A man who's sorry for being a man: I'm impressed. That's almost as good as really being a woman.
David Cunliffe's apology for his gender could have been a moving moment, even a comedic one, but the Rape Crisis people didn't leap up and give him a standing ovation, and nobody laughed, which was a shame.
Ricky Gervais could have mined it for laughs for long, cringing moments. Perhaps too many in the audience were women, and wondered what on Earth he was driving at.
It's pretty weird to apologise for having a Terrible Thing in your underpants, so 70s somehow, such a reminder of the cads of that era who bowed to feminists' superiority while sliding a hand up their skirts.
It's not the Terrible Thing that deserves an apology anyway, but the bullies and sex offenders who never say they're sorry, and never change, and a justice system that doesn't take their threats seriously enough to make them stop.
I doubt very much that rapists and violent offenders will respond to Cunliffe's battle cry of "stop this bullshit!" fall to their knees and be better men. But it's the kind of posturing good boys do to remind us that they're not one of the baddies.
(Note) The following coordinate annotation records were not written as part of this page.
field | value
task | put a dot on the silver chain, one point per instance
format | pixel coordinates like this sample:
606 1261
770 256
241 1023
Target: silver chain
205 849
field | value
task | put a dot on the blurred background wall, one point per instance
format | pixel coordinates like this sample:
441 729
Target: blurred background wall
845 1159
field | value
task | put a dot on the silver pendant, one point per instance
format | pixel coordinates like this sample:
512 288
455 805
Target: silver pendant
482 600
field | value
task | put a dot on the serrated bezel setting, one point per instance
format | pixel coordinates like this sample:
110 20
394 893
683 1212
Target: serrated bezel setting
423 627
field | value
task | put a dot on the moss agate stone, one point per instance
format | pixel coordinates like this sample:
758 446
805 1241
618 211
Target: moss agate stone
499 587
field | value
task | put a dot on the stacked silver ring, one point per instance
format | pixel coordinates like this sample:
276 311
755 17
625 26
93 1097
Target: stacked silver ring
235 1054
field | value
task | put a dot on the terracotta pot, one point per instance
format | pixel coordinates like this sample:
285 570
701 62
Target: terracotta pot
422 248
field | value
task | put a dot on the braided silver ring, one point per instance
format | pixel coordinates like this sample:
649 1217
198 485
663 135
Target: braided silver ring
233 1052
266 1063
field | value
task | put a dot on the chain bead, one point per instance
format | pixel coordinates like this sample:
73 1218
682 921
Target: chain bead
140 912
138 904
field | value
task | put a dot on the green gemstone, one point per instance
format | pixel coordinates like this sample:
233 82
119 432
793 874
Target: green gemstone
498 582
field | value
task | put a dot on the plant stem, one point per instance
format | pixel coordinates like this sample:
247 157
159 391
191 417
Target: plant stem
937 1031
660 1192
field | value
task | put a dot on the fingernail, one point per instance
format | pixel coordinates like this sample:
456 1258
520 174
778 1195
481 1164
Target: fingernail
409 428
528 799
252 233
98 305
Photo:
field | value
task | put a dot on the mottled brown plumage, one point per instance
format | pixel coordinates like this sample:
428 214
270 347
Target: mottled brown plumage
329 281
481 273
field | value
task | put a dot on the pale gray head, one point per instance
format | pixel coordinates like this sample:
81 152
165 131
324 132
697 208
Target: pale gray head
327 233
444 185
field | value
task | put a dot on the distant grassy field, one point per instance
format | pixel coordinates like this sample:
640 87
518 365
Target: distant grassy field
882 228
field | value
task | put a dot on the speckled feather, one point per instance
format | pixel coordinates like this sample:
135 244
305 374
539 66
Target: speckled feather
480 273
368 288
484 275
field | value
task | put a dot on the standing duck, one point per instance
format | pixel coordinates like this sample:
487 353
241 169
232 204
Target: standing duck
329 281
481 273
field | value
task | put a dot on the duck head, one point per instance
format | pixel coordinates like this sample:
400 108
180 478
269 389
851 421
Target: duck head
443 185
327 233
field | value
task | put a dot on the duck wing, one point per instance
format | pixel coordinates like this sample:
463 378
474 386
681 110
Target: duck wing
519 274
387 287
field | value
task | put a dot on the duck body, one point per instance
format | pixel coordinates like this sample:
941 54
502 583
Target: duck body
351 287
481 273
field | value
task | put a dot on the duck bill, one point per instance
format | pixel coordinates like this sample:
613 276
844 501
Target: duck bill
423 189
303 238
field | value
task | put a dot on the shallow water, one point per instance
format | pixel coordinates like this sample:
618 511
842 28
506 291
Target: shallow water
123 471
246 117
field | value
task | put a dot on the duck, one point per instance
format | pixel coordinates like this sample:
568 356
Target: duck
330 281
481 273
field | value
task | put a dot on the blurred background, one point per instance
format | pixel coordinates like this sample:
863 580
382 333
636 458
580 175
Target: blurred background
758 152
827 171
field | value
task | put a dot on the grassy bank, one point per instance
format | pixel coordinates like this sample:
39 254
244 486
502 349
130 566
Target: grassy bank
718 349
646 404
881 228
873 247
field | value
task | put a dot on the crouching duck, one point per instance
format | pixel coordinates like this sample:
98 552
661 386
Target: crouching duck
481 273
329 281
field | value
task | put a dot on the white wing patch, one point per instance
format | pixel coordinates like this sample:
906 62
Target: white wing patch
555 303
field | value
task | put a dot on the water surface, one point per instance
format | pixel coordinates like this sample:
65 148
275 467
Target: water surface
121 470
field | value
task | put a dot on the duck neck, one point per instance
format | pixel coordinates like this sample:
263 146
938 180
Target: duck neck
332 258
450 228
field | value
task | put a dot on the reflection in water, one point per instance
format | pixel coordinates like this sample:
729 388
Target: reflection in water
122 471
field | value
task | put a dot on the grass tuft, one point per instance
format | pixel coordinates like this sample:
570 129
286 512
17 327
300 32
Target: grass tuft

Bashing and raping women isn't bullshit. It's nasty and brutal, and causes lasting pain.
It's not, then, the word that more commonly alludes to falsehoods. But Cunliffe was probably aiming to please the voters - women, teachers, and whatever blue-collar workers and trade unionists he imagines remain from the old days, and electioneering hardly brings out the best in anyone.
I'd have preferred, "If it's a woman you're looking for, I'm your man."
That would have been assertive, giving him permission to take the first step toward womanly virtue with more dignity.
As we know, women know best, are always right, are naturally fair-minded, and - a crucial point of difference from men - are in touch with their feelings.
Come to think of it, the line could have done with a few tears dabbed with a hankie. Women like to see grown men cry.
Or do they? We usually prefer men to be men, and men usually cry when they're sorry for themselves, or drunk and maudlin. Neither deserves a round of applause any more than Cunliffe's strange confession, in the same speech, that he doesn't often apologise. Was that meant to be a good thing?
As for male-female relations, some older men will be feeling uneasy with Rolf Harris' difficulties, having done much the same themselves and got away with it.
There was a time when creepy behaviour was legitimate material for humour, when "dirty old men" were seen as lovable lads just doing what comes naturally, and young girls as easy prey who didn't mind.
Much British comedy, think of Benny Hill, mined that unpleasant territory for laughs, but the hilarity of grown men wooing little girls with lollipops or slavering over women with big breasts has quite passed us by.
As a teenager then, walking alone at night, I was routinely accosted by men trailing me in their cars, passenger's door open, trying to entice me to get in. As for the guards on the Johnsonville railway line, it was foolish to get into an empty carriage, and we didn't do that twice.
Whatever happened, girls didn't expect to be believed if we complained. Rather, we thought we'd be blamed.
We marvel that Harris got away with his sleaziness for so long, but I think of how extreme self-styled guru Bert Potter's set-up was, though he had the media charmed at the Centrepoint Commune in the 70s. Nobody wondered then whether children should be obliged to witness the public sex lives of adults, still less how a former pest controller had arranged things so he and like-minded followers could have access to young girls.
It was all so innocent and liberated, we said, until suddenly it wasn't.
Rosemary McLeod is a journalist and author.